Week 34 and I am miserable. I really thought I was tolerating this pregnancy fairly well up until this point. My motivation to do anything is non existent and even getting out of bed in the morning and dragging my oversized belly and ass to work is the most exhausting thing I will do all day, and I’m an ED nurse. Add to that, sleep is a figment of my imagination these days due to the overall feeling of being uncomfortable and the inability to turn over without feeling like a beached whale. I’m also always hungry which doesn’t help with the beached whale feeling or my expanding belly.
I envy those women who gracefully skip their way through 9 months with barely any weight gain or stretch marks and then produce a perfectly average 7 pound baby and go back to their skinny jeans. That is not in the cards for me, not before with my son nor this go around either. I feel like a giant and since I am still boycotting maternity clothes, nothing fits well anymore.
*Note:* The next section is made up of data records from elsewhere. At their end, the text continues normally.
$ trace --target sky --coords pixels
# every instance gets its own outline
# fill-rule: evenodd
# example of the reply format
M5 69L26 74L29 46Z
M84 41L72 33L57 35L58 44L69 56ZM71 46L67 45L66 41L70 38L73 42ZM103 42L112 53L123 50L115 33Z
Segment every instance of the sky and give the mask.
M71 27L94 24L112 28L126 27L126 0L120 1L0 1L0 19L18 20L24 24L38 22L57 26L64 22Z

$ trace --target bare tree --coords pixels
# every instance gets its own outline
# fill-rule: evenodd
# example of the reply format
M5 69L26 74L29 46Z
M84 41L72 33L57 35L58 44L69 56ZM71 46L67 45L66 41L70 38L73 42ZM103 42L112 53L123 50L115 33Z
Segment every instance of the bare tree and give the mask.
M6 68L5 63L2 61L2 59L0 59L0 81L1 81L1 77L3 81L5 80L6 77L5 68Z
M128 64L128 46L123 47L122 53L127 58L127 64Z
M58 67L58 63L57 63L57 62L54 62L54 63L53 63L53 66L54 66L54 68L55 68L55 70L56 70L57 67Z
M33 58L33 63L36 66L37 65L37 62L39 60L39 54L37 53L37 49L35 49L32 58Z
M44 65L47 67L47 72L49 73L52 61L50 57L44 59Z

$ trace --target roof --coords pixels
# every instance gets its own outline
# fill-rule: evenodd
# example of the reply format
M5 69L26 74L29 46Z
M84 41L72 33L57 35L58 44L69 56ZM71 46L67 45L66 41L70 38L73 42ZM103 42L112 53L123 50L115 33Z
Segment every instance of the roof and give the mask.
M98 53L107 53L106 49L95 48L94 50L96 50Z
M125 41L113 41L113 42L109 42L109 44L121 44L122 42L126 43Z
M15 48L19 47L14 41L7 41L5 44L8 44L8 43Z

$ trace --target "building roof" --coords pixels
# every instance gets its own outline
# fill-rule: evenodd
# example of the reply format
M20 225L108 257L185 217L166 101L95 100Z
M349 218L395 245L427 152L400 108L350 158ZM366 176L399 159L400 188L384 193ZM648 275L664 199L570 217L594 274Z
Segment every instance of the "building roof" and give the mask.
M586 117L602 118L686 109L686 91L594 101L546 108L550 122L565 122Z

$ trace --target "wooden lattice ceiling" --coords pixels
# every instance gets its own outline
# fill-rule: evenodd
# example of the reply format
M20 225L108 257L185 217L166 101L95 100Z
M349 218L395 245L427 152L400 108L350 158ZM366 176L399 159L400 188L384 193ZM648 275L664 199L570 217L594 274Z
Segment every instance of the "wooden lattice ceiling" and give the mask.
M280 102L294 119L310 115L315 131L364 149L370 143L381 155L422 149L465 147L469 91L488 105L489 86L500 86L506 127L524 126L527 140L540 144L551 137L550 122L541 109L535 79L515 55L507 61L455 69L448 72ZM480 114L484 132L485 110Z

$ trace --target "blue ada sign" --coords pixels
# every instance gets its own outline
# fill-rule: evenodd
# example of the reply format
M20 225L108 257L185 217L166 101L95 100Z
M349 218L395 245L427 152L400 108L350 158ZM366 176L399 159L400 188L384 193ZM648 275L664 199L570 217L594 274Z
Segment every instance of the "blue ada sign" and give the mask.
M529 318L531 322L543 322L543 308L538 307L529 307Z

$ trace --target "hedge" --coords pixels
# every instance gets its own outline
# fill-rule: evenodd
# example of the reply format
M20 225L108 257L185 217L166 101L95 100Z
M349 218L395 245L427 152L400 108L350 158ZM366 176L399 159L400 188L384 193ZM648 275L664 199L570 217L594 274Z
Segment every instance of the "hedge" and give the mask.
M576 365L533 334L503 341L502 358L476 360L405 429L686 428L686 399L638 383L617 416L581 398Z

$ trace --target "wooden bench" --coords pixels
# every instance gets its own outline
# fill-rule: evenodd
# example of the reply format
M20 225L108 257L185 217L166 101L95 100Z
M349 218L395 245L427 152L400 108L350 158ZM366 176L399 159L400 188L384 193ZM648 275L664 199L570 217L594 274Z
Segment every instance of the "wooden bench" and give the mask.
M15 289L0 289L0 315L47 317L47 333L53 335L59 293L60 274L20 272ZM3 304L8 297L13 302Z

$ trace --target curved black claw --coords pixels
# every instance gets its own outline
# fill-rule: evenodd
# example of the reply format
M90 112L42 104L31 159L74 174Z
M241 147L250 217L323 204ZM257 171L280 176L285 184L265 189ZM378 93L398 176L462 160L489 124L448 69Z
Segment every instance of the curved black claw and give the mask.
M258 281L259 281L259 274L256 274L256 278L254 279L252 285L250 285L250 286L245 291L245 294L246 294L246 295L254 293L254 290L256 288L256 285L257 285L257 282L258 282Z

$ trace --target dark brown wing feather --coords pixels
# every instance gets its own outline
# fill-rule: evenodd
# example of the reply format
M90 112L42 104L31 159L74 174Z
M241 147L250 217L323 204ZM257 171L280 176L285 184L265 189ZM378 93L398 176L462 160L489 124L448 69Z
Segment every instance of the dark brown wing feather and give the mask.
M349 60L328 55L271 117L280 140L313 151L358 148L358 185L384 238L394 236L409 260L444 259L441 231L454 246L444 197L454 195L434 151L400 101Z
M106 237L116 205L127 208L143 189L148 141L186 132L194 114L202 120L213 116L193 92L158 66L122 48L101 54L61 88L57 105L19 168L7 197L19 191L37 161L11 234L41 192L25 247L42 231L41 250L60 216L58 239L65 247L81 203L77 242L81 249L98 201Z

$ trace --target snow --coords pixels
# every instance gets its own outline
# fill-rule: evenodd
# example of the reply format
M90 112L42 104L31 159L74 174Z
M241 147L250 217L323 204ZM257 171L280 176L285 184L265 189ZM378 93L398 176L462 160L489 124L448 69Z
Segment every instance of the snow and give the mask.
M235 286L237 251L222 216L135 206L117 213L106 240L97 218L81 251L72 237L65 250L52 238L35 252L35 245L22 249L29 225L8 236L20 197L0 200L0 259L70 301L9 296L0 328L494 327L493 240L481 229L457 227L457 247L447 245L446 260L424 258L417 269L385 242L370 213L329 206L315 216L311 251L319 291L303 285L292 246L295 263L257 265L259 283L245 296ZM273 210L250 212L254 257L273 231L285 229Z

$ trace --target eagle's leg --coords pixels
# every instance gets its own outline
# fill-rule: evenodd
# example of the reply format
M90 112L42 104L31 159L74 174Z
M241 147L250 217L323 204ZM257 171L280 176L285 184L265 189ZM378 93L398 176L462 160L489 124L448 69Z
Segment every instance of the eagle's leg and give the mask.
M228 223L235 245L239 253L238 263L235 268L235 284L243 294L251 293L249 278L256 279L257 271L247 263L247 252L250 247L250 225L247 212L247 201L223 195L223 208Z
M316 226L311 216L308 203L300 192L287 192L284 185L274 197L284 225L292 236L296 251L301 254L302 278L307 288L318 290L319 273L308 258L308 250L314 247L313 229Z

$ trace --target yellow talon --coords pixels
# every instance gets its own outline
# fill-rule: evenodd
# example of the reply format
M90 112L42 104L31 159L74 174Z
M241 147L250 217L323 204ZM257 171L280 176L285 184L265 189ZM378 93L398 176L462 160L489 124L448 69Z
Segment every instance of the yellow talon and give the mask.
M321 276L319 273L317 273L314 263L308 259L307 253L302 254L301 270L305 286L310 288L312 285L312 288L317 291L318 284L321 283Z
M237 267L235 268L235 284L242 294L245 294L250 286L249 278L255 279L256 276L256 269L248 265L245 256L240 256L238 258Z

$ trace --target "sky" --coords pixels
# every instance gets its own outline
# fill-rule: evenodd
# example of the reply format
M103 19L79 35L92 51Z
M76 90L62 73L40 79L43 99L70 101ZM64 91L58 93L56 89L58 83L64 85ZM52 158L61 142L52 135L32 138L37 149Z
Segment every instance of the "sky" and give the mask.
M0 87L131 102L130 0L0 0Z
I had my 34 week appointment today. This pregnancy journey has been filled with uncertainty. In the beginning the doctors thought that my previous c-section scar was thinning leading to what they call a uterine window. This type of thinning can lead to an increase in uterine rupture while in labor. However, the last month has shown that the scar appears stable enough to not only let me go to 39 weeks but also allow me to attempt a VBAC if I were to go in labor on my own. Regardless I scheduled my c-section today with hopes that there is still a slim chance my body will forcefully evacuate this human being without having to be sliced open again.
Hopefully these next 5 weeks go by quickly and that my body and this baby cooperate, if not I will be having a repeat c-section the first week of April. I know all this misery right now will pay off in the end when i am holding my beautiful (hopefully with a proportionate size nose) baby girl. Until then wish me luck during this home stretch.